"Murphy, it's uranium we want. We're not zoologists. The next time you go specimen chasing—"

"But it looked like a frog, Chief. I swear it did."

"You know damn well no froglike animal could hop around on red-hot rocks."

"I won't let him out of my sight this time, sir," said the miner at Murphy's heels.

"Thank you, Haines. He needs a nurse, but do what you can."

Five miners stepped out, each with a glance from Ellison which said as plain as words that he would walk beside them until they came back in again. The old man had so much quiet strength that he could split off simulacra of himself, and send them out through the airlock by just passing out advice. He moved like a living presence over the semi-molten Mercurian crust beside each of his men, fretting when a coupling slipped or mysterious stirrings caused the lads to look at one another with a wild surmise.

He knew that the merciless heat beating down did something to the scarred and cracked surface rocks which made them seem to buckle and split up into little leaping ghosts, and half his warnings were directed against "heat-devils" and other optical illusions.
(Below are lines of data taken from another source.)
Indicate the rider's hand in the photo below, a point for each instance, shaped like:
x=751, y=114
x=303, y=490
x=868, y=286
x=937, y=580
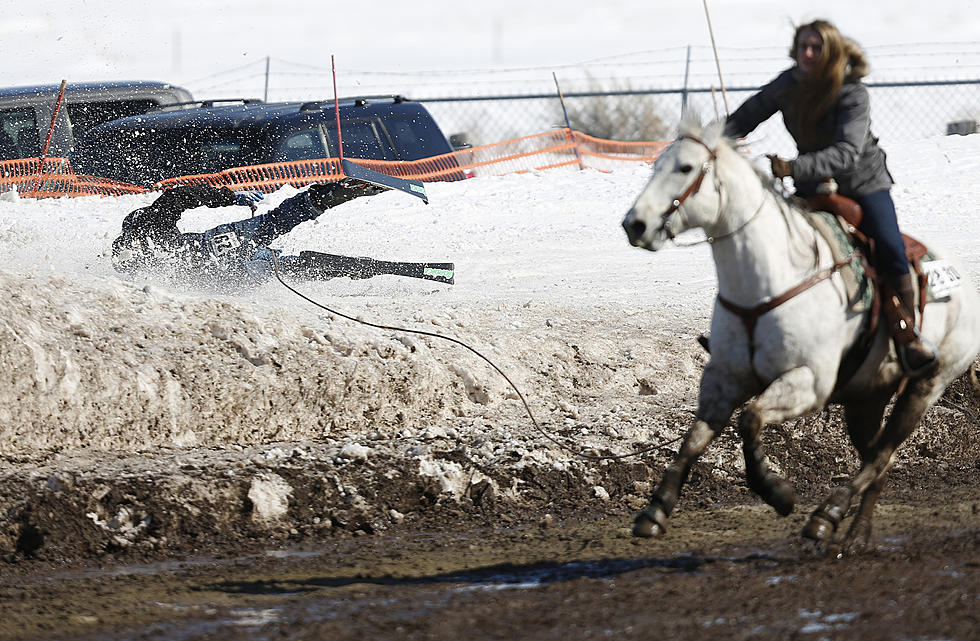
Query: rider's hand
x=780, y=168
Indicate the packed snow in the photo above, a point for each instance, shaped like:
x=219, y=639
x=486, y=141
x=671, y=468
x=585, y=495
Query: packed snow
x=546, y=287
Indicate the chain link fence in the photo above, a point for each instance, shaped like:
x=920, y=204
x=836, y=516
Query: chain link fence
x=917, y=90
x=900, y=111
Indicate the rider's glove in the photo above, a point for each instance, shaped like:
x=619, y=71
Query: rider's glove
x=780, y=168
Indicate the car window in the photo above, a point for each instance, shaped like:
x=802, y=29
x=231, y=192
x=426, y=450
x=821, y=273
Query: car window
x=361, y=140
x=85, y=115
x=416, y=138
x=303, y=145
x=143, y=157
x=18, y=134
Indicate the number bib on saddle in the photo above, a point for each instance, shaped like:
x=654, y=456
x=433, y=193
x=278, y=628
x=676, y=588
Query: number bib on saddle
x=943, y=277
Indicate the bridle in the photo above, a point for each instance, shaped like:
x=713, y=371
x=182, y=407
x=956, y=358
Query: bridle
x=748, y=315
x=693, y=189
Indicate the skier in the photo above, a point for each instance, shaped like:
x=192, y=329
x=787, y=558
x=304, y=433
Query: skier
x=234, y=255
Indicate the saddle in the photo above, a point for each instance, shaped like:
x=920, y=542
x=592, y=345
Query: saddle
x=848, y=214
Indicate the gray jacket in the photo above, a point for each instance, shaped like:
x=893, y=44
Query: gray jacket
x=844, y=147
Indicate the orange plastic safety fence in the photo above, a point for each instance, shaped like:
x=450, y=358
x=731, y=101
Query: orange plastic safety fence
x=560, y=148
x=56, y=179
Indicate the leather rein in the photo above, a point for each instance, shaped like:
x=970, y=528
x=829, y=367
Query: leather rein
x=748, y=315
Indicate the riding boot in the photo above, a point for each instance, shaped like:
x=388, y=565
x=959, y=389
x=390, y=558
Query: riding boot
x=917, y=356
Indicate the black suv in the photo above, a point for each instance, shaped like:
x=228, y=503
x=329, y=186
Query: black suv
x=207, y=137
x=25, y=112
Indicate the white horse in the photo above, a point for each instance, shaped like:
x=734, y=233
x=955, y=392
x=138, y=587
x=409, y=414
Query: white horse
x=780, y=329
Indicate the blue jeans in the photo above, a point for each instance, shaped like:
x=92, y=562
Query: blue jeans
x=881, y=224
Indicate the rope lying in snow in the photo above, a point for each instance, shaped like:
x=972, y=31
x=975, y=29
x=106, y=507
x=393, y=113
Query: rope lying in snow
x=527, y=407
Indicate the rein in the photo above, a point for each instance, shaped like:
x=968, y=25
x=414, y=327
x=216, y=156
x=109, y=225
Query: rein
x=750, y=315
x=694, y=188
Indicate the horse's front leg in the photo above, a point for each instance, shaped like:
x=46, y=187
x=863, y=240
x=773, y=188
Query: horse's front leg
x=908, y=411
x=791, y=395
x=718, y=398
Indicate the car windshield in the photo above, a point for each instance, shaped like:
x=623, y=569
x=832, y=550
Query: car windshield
x=143, y=157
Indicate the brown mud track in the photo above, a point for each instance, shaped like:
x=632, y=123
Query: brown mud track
x=239, y=474
x=402, y=558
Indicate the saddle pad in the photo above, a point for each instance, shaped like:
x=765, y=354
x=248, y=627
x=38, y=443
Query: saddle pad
x=858, y=286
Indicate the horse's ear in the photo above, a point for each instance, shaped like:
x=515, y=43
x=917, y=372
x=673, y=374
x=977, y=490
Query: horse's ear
x=690, y=124
x=712, y=133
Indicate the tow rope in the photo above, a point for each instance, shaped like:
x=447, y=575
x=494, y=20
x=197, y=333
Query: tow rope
x=544, y=433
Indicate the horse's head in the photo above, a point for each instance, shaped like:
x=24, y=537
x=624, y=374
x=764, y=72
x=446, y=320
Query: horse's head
x=679, y=196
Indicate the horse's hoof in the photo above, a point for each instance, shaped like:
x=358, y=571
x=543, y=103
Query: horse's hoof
x=818, y=528
x=649, y=526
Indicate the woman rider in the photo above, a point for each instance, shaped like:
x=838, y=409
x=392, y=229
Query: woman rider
x=826, y=109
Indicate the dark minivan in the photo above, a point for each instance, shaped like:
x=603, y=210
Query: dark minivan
x=178, y=141
x=25, y=112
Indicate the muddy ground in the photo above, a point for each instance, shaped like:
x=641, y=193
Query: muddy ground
x=366, y=546
x=242, y=472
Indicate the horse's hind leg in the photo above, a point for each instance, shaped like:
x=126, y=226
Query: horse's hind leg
x=789, y=396
x=718, y=398
x=863, y=424
x=909, y=409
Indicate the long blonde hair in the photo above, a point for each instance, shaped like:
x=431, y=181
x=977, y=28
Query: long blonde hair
x=841, y=59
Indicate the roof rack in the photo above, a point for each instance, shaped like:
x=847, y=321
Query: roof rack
x=211, y=102
x=359, y=101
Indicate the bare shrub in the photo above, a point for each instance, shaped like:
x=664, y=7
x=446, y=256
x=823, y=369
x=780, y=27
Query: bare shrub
x=628, y=118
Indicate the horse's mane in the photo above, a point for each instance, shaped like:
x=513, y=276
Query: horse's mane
x=691, y=125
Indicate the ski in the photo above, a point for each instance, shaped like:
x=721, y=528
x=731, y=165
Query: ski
x=413, y=187
x=317, y=266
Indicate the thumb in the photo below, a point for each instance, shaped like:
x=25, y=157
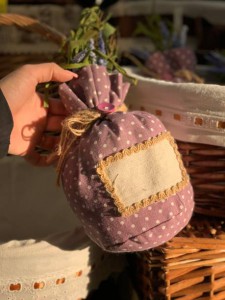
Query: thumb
x=50, y=72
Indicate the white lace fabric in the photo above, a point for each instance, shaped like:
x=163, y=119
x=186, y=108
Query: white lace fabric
x=44, y=253
x=191, y=112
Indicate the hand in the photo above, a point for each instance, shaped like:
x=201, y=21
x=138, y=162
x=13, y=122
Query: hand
x=31, y=119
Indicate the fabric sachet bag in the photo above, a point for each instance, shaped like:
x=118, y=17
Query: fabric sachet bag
x=121, y=172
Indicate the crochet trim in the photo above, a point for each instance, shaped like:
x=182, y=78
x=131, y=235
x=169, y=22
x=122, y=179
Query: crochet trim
x=129, y=210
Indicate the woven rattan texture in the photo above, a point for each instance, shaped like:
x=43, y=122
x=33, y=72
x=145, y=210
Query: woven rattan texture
x=190, y=266
x=206, y=167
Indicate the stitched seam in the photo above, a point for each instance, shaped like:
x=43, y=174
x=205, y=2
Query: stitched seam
x=129, y=210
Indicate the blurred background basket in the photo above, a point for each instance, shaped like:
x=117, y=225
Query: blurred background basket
x=11, y=61
x=192, y=265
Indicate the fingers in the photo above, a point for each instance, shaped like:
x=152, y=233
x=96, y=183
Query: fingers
x=49, y=72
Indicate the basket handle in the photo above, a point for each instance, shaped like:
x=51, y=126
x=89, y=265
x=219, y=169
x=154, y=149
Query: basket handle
x=33, y=25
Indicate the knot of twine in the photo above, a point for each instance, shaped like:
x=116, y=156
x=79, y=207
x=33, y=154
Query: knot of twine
x=73, y=127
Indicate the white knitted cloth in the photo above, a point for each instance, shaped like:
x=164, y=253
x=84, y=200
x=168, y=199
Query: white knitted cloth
x=44, y=253
x=191, y=112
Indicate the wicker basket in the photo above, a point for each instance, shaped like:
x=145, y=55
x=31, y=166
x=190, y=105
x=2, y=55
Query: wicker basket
x=9, y=62
x=190, y=266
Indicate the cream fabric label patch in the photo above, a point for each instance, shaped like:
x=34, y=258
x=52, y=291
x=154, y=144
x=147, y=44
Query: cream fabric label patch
x=145, y=173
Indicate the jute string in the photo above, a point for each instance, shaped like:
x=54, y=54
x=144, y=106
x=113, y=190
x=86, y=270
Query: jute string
x=73, y=127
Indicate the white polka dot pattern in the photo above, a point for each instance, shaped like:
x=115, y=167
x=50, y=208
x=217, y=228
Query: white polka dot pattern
x=86, y=193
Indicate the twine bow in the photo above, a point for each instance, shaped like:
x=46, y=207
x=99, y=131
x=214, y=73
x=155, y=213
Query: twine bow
x=75, y=126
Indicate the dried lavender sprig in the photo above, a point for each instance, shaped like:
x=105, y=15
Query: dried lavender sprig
x=101, y=45
x=92, y=54
x=79, y=56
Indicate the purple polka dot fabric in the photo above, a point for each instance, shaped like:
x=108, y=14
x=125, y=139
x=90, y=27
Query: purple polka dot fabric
x=166, y=63
x=150, y=225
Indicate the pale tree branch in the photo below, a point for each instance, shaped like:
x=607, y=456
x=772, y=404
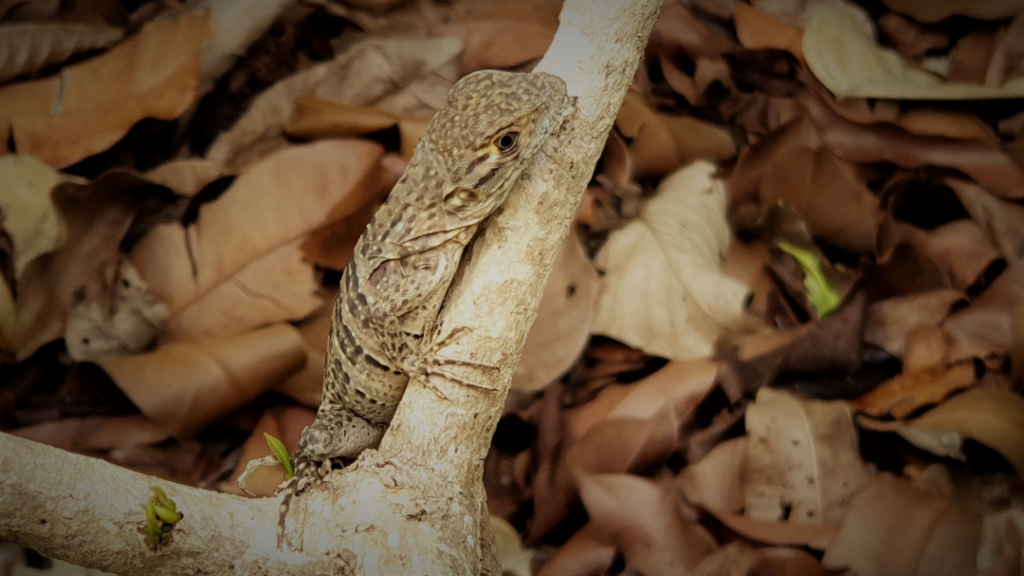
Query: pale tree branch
x=416, y=505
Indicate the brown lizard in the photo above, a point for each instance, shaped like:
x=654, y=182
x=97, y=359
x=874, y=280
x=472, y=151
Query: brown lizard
x=462, y=170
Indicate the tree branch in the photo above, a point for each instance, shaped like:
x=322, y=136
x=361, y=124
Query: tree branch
x=417, y=504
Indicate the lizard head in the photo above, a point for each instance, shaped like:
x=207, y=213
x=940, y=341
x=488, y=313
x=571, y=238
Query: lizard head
x=493, y=124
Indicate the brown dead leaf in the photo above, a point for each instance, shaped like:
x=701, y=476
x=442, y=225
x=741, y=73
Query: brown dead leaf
x=1004, y=221
x=893, y=529
x=92, y=105
x=240, y=264
x=29, y=215
x=185, y=386
x=969, y=58
x=28, y=47
x=642, y=521
x=888, y=322
x=992, y=417
x=307, y=385
x=286, y=424
x=665, y=292
x=96, y=216
x=662, y=142
x=886, y=142
x=759, y=31
x=715, y=482
x=738, y=559
x=563, y=319
x=332, y=244
x=985, y=328
x=616, y=445
x=911, y=39
x=802, y=459
x=95, y=434
x=185, y=177
x=407, y=76
x=935, y=10
x=679, y=385
x=583, y=554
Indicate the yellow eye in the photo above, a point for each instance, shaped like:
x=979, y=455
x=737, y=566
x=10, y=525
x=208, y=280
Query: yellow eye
x=507, y=142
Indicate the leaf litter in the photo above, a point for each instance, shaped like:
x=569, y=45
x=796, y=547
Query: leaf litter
x=785, y=335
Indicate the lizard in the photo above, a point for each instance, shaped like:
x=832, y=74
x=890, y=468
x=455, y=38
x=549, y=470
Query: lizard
x=392, y=290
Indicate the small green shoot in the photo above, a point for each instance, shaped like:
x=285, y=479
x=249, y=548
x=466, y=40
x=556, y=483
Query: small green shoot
x=161, y=516
x=819, y=292
x=281, y=453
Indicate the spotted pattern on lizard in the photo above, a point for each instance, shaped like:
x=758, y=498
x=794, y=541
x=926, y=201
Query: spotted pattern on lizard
x=462, y=170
When the last man had passed out he turned to me with a wry smile. "Dave, speaking as a psychiatrist, and without knowing for sure, I've a hunch there is too much tension inside of you."

The old man actually was a psychiatrist. You have to be pretty nearly everything to qualify as a Mercury run commander and Ellison's knowledge started with Aasen and ended with Zwolle. There were some gaps in between, but not many, and he frequently surprised me by pulling rabbits out of those.

We went down into the cuddy and the old man brought out some real smoky Scotch, and we had at least three while a strained look came into his face. One of these days someone is going to stop putting bulkhead chronometers in the cuddies of Mercury run spaceships. Men have to go out and Commanders have to wait, and if an officer can't get his mind off the seconds in a cuddy what chance has he of relaxing at all?